Majority of Prague residents condemn removal of monument to WWII Soviet marshal - Medinsky

Russian Minister of Culture Vladimir Medinsky

TASHKENT, September 15. /TASS/: Czech citizens and Prague residents share the opinion of Czech President Milos Zeman, who condemned the decision to remove a monument to a WWII Soviet military commander in Prague, Russian Minister of Culture Vladimir Medinsky told TASS on Saturday.

"Czech President Milos Zeman, a man of culture, has stated his negative opinion on the removal of the monument to Marshal Ivan Konev, he made his opinion known. The majority of Czech citizens and residents of Prague support this high opinion," Medinsky said during an international folk and fine arts festival in Kokand, Uzbekistan.

"The monument to Marshal Ivan Konev, whose troops liberated 90% of Czechoslovakia, was made by Czech sculptors using the money donates by Prague residents, as a token of gratitude to the marshal for prohibiting soldiers from bombing and shelling Prague with heavy artillery. Due to such military commanders as Marshal Konev, we have managed to preserve historic Czech and Slovak cities," he noted. He compared this decision to the actions of UK and US aviation in the old German cities of Dresden, Frankfurt and Konigsberg.

"In this regard, the efforts of modern politicians at the district level in Prague, who forgot that their ancestors had given their lives in the fight against Nazism, are simply baffling," the Russian minister stressed.

Monument relocation plans

The municipal council of the Prague-6 municipal district on Thursday voted to relocate the monument to Konev and to create a Prague Liberation Memorial instead. The municipality is still to select a site where the monument to Marshal Konev will be moved.

The Russian Foreign Ministry on Friday expressed indignation over the decision to relocate the monument and warned that such a step would not remain without retaliation.

"The decision made at the municipal level is capable of becoming a major irritant in bilateral relations and overshadow their climate and it will certainly not remain without retaliation. We expect that the initiators of the unprecedented step will change their mind and realize all the consequences of this outrage," the ministry said.

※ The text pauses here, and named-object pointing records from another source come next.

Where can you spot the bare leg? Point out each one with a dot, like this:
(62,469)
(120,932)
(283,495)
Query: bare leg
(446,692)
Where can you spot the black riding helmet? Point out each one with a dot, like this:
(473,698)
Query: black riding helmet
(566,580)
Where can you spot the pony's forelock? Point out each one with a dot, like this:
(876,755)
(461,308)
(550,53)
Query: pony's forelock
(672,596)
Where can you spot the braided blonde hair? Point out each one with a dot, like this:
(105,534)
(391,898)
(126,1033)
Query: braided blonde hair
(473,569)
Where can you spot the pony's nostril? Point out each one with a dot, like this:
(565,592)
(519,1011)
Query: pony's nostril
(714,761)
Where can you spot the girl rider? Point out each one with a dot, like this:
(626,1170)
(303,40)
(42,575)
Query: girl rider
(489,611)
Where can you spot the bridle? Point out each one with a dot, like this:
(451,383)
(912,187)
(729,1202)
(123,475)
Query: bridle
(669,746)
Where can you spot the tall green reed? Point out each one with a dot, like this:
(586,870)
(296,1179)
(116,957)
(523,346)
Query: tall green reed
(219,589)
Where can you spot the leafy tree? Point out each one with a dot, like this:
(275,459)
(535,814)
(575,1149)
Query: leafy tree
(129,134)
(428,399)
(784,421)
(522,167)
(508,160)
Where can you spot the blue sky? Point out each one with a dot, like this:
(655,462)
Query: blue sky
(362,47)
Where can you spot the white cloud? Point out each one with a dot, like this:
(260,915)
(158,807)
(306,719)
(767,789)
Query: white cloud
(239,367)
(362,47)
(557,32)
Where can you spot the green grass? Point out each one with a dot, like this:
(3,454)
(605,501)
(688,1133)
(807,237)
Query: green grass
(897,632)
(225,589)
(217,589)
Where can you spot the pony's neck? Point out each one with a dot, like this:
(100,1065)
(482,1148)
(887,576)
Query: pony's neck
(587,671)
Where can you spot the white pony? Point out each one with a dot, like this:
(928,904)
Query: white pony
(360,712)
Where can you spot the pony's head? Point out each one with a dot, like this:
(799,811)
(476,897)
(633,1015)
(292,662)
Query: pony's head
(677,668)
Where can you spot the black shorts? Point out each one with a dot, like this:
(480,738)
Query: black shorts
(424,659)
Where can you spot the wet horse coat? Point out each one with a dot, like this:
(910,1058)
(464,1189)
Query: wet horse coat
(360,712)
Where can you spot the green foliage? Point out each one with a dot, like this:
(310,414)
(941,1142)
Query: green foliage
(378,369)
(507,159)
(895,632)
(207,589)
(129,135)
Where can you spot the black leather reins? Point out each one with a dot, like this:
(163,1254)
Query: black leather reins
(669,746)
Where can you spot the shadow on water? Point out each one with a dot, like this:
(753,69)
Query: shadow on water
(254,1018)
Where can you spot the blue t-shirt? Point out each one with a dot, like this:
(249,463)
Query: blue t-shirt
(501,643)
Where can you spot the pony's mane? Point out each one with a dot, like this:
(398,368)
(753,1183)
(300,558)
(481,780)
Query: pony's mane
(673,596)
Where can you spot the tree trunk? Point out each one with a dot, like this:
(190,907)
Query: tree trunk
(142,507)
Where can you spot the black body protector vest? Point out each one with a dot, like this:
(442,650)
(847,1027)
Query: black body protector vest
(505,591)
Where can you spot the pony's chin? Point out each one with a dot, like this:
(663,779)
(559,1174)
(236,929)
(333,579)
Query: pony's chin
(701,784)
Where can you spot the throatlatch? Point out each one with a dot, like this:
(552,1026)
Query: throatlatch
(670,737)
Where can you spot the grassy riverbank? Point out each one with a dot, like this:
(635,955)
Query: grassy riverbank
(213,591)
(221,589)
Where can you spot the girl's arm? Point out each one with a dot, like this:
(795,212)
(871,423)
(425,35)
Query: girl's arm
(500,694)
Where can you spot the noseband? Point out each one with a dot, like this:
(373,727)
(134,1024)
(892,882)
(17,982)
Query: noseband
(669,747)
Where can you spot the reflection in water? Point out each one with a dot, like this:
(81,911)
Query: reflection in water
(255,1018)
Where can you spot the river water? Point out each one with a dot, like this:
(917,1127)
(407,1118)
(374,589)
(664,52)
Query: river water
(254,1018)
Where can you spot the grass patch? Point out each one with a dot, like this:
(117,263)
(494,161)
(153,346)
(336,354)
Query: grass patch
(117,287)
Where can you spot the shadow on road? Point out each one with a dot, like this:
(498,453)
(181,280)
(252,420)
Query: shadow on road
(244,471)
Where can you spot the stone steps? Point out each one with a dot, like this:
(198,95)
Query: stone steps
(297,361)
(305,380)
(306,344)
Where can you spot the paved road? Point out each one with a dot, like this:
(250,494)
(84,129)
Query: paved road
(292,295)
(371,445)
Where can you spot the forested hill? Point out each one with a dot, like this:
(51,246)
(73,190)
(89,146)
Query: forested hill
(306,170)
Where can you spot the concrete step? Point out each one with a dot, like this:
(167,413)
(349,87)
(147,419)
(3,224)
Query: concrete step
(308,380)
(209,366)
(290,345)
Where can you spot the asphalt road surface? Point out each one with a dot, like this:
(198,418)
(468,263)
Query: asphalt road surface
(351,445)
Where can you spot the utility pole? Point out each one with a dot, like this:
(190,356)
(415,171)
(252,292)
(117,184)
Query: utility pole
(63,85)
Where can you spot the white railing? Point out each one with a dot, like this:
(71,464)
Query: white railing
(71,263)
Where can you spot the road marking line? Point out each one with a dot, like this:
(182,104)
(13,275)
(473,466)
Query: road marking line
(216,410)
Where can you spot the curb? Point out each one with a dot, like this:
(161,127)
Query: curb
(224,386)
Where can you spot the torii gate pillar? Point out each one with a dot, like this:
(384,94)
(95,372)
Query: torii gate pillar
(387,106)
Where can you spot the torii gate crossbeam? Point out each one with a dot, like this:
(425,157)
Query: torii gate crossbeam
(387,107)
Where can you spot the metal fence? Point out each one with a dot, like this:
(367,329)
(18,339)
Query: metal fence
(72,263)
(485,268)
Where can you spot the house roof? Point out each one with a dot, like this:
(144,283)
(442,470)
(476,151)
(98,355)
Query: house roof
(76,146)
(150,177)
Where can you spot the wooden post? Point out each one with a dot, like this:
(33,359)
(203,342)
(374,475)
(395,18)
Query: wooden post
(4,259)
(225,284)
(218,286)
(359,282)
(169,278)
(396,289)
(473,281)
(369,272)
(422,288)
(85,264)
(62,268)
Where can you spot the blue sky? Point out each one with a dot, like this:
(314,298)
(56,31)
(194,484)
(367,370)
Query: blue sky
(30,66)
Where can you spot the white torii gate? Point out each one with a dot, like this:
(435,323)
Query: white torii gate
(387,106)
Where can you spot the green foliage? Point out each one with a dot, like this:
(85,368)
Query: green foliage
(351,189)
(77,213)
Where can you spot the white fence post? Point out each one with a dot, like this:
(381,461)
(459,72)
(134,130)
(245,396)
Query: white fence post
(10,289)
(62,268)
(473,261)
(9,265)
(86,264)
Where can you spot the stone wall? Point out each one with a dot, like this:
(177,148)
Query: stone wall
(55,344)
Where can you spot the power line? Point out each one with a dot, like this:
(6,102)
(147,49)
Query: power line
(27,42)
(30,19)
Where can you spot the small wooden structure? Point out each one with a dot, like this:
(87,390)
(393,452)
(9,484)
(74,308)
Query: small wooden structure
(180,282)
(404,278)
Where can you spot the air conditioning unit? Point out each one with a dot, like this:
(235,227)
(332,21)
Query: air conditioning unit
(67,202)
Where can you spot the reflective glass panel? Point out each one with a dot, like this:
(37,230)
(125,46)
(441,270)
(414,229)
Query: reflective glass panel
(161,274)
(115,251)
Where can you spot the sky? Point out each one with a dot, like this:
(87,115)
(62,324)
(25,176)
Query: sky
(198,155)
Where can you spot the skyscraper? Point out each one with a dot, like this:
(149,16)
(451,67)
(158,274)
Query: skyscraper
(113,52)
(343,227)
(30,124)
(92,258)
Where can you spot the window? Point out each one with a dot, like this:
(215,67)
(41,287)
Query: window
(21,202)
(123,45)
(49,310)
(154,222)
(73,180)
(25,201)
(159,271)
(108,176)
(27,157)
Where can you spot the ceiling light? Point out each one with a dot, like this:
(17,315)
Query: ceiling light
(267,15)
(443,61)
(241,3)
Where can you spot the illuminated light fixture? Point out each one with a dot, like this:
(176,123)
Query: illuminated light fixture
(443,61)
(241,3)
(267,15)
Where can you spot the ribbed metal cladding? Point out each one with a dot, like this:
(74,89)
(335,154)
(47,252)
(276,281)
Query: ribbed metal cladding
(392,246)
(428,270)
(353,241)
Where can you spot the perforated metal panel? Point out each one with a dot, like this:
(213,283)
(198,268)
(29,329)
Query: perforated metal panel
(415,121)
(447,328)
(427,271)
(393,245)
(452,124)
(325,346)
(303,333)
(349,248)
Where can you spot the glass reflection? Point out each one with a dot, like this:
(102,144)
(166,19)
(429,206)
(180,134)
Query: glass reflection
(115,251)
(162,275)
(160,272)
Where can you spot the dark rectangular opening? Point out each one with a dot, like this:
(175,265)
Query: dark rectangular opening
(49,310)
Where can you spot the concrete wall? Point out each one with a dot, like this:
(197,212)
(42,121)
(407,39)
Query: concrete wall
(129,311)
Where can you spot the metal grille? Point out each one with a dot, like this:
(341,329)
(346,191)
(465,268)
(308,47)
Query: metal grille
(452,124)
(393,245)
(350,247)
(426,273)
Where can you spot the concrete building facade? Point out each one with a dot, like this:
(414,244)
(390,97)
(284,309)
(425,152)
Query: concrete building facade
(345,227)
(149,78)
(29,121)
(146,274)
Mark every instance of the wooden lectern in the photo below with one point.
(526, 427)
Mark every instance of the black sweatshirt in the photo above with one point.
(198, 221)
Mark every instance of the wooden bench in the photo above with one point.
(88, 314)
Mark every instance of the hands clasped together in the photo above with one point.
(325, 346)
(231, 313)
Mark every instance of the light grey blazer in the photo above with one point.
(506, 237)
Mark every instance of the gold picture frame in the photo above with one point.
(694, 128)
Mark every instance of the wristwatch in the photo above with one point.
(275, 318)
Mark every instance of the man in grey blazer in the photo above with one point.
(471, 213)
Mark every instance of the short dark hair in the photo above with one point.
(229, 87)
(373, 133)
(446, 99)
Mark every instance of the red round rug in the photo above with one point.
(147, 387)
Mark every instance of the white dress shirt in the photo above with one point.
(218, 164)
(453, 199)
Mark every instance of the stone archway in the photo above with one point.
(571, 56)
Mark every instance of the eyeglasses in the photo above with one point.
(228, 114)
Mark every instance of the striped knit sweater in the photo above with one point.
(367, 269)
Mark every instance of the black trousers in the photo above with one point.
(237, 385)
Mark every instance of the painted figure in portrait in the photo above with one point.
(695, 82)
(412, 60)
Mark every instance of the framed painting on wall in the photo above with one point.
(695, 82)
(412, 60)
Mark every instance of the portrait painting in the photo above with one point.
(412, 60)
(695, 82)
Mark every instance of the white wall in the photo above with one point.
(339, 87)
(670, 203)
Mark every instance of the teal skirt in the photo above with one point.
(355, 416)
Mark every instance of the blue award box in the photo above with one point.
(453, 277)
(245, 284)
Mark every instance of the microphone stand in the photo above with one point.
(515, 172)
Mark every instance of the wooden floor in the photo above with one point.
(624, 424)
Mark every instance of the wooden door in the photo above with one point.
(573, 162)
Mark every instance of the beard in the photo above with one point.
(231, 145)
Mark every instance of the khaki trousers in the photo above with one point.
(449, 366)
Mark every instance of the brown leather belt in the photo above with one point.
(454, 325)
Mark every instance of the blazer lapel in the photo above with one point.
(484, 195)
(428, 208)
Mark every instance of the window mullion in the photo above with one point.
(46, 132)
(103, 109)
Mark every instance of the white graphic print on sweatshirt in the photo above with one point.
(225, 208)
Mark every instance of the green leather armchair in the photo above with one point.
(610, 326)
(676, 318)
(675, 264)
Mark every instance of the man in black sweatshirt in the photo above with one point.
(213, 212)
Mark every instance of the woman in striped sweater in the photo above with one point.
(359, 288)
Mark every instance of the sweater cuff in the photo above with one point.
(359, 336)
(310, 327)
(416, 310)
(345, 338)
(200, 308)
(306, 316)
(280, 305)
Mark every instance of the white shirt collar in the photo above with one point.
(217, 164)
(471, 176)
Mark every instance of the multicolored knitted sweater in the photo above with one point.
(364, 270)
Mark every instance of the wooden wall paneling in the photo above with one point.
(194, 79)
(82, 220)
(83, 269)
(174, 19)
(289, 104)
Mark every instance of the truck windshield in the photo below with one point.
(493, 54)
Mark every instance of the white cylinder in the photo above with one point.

The Russian Embassy in the Czech Republic also condemned the plans for moving the monument to Konev to a different site. If carried out, they will be regarded as "the Czech side’s failure to properly comply with its commitments under the Treaty on Friendly Relations and Cooperation between Russia and the Czech Republic of 1993," the embassy stated.

The monument was placed in Prague in 1980 on the occasion of the 35th anniversary of the city’s liberation by the Red Army’s forces under Marshal Konev’s command. The monument is a property of the municipal authorities.